I’ve always appreciated the value of networking, and love tools that can help me succeed in meeting the right people. While I’ve been a member of LinkedIn since June of 2007, it has become increasingly more relevant to what I do. With that said, I’m focusing more on how businesses can use LinkedIn beyond finding good employees.
With more than 135 million members in over 200 countries and territories, LinkedIn has to be constantly evolving – but how can it increase sales leads or help a business find a great vendor or partner? It’s easy… just pay attention to its key components:
Top Headlines. Look here for articles that are relevant to your industry and the economy in general. I’m constantly sharing articles that are featured in the “Top Headlines” area of the site. The articles are worth reading and give you a good reason to follow up with leads by sending articles relevant to them or their business.
Updates.
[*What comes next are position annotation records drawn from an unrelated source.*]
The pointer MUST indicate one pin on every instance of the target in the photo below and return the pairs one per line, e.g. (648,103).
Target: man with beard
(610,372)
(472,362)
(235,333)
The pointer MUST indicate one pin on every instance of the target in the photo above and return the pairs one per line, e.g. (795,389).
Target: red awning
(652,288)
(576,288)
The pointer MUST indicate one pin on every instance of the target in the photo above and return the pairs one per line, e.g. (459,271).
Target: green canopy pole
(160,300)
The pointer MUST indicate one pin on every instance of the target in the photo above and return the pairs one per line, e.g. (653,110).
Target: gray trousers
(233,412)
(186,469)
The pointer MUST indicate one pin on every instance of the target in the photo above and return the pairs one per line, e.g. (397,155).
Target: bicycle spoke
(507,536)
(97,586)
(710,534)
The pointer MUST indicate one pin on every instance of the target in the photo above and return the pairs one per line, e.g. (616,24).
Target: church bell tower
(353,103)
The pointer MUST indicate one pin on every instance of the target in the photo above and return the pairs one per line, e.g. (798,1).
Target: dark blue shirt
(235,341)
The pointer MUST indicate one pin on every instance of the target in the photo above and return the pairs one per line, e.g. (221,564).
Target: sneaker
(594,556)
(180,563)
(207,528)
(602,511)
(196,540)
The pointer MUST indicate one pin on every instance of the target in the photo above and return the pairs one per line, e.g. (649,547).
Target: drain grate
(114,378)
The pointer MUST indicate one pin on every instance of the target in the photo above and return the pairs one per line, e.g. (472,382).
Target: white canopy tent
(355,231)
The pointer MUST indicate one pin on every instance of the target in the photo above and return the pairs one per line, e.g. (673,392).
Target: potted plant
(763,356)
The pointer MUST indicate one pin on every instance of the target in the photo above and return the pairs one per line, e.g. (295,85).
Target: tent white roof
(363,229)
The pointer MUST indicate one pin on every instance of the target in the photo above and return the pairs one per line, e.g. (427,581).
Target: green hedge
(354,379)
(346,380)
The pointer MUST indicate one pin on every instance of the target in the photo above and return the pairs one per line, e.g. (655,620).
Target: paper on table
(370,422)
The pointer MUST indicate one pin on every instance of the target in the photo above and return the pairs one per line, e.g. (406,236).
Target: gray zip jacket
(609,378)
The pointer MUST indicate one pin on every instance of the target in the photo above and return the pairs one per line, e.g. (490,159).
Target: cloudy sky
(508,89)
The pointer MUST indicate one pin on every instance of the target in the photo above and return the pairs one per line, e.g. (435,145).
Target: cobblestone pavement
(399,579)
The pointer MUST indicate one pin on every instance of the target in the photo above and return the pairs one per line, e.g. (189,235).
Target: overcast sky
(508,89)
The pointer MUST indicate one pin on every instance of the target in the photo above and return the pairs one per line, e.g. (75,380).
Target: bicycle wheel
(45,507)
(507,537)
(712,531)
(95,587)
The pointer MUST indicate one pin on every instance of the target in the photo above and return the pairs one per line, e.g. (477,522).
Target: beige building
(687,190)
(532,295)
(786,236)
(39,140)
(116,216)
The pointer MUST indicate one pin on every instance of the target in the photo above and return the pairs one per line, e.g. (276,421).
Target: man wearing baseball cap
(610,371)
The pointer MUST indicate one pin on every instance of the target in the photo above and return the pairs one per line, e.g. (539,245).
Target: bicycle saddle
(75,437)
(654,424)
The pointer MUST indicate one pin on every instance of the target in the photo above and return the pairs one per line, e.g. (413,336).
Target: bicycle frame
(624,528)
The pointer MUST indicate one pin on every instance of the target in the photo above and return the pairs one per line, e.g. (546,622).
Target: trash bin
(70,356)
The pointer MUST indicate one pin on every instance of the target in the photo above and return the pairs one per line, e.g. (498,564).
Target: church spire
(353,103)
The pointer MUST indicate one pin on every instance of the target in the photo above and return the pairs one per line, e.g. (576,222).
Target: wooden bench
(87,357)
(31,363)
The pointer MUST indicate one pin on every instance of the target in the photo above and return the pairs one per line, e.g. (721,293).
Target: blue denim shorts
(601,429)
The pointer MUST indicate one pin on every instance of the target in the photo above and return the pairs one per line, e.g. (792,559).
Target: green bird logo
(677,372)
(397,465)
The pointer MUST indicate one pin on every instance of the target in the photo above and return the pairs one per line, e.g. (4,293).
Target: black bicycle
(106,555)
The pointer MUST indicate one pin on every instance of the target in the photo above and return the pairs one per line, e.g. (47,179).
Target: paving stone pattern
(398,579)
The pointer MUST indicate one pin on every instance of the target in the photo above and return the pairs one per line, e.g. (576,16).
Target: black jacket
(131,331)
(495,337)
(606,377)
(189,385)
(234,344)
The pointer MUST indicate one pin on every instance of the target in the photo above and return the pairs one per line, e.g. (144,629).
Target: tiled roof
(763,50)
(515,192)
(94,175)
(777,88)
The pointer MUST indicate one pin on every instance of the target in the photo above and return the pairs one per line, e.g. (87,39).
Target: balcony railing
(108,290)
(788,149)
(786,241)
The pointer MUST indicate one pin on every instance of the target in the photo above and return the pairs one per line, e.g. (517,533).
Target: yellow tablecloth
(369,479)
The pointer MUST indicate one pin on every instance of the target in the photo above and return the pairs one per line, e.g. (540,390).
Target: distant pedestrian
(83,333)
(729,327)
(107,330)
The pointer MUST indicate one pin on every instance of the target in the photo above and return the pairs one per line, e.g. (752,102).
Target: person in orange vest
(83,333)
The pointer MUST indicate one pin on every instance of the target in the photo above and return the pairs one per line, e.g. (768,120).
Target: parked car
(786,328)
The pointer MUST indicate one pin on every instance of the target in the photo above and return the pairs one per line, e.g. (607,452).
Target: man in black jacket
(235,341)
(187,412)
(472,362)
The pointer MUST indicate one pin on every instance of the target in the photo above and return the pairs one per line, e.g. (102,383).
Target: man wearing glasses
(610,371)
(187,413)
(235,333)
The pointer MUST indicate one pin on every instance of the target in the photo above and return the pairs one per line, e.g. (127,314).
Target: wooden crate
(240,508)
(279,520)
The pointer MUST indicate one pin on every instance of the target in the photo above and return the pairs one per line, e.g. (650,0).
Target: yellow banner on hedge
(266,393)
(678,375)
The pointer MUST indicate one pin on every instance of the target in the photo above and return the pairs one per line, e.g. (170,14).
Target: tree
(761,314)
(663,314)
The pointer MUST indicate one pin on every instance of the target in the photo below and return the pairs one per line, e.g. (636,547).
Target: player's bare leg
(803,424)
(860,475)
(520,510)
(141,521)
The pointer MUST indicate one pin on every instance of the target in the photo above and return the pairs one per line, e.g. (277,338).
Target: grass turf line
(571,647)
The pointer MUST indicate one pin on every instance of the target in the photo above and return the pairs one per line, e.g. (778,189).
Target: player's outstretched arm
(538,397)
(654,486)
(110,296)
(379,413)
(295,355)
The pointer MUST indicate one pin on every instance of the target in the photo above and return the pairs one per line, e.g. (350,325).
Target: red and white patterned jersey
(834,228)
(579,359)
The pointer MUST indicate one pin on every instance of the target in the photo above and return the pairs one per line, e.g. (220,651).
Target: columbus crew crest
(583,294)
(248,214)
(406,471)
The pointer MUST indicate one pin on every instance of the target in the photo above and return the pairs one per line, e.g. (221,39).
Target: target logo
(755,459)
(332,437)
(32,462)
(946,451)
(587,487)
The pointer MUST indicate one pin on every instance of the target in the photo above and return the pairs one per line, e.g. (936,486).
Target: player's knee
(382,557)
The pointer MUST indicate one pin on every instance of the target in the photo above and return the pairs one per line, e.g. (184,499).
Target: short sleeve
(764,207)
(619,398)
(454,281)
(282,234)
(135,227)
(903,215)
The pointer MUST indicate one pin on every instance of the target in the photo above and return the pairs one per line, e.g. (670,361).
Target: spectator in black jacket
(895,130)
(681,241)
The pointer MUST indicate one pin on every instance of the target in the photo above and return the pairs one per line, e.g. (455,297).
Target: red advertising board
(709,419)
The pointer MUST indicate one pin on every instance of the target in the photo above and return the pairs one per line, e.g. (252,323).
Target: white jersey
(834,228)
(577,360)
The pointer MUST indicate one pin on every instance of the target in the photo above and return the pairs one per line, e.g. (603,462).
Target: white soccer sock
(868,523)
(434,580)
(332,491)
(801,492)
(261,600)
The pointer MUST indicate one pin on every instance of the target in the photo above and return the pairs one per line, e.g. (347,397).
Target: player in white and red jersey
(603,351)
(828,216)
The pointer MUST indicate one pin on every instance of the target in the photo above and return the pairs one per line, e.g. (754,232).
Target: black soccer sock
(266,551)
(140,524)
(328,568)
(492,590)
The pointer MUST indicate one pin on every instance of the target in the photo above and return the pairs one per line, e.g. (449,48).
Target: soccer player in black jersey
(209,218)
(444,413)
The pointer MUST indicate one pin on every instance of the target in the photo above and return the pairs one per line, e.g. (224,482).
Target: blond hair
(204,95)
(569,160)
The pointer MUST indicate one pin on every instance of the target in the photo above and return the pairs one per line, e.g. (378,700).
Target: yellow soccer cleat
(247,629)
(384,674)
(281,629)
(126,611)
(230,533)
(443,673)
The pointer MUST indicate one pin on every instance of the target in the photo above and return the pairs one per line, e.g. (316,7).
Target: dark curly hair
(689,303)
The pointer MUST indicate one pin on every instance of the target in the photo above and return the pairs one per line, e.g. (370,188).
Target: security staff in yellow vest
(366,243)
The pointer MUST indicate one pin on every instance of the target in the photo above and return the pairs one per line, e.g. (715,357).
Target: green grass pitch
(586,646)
Take a look at this area. It lets you know who’s made a move, if your contacts are linking up with people who could be valuable to you, or if they’ve written something interesting. I’ve found that tracking “Updates” gives me something I can always use to start a conversation.
People You May Know. Go on, do a little stalking. Connect with anyone who shares a mutual contact. Just explain why you are connecting without sounding like a sales pitch. There’s a good chance they’ll want to be connected to find out why you may be valuable to them and see what your contact list looks like.
Groups You May Like. Join as many LinkedIn groups as you can to find out which provide the best information and go from there. You’ll find interesting discussions specific to your industry, making it really easy to stay up to date on industry trends, particularly if you sign up for the email threads that share discussions on topics specific to each group.
Companies You May Want to Follow. This area lists several of my competitors, but again, is a good place to stay up to date. You need to know what competitors are doing, and following this section of the site makes it easy to keep track of innovation in your industry.
More. This little drop down is oh so helpful, offering even more resources on LinkedIn. The answers function allows you to ask and answer popular questions similar to Quora. You could even become an expert in a certain area and be featured on LinkedIn’s home page. The Amazon Reading List allows you to enter and search books helpful to your industry. There’s also a place to search and add industry events, and research polls on various topics.
While I’ve been a member of LinkedIn for a few years, I’ve just recently come to appreciate its power. I like knowing what I can about someone before I meet in a professional setting and this intelligence is equally beneficial for businesses reaching out to make sales connections or find a good partner. So before you decide LinkedIn is just a place to post your resume, take an afternoon to spend some time updating your profile and researching the site’s tools, and don’t forget to download the app to your smart phone. As you’ll see, its basic components can increase your industry knowledge and networkability.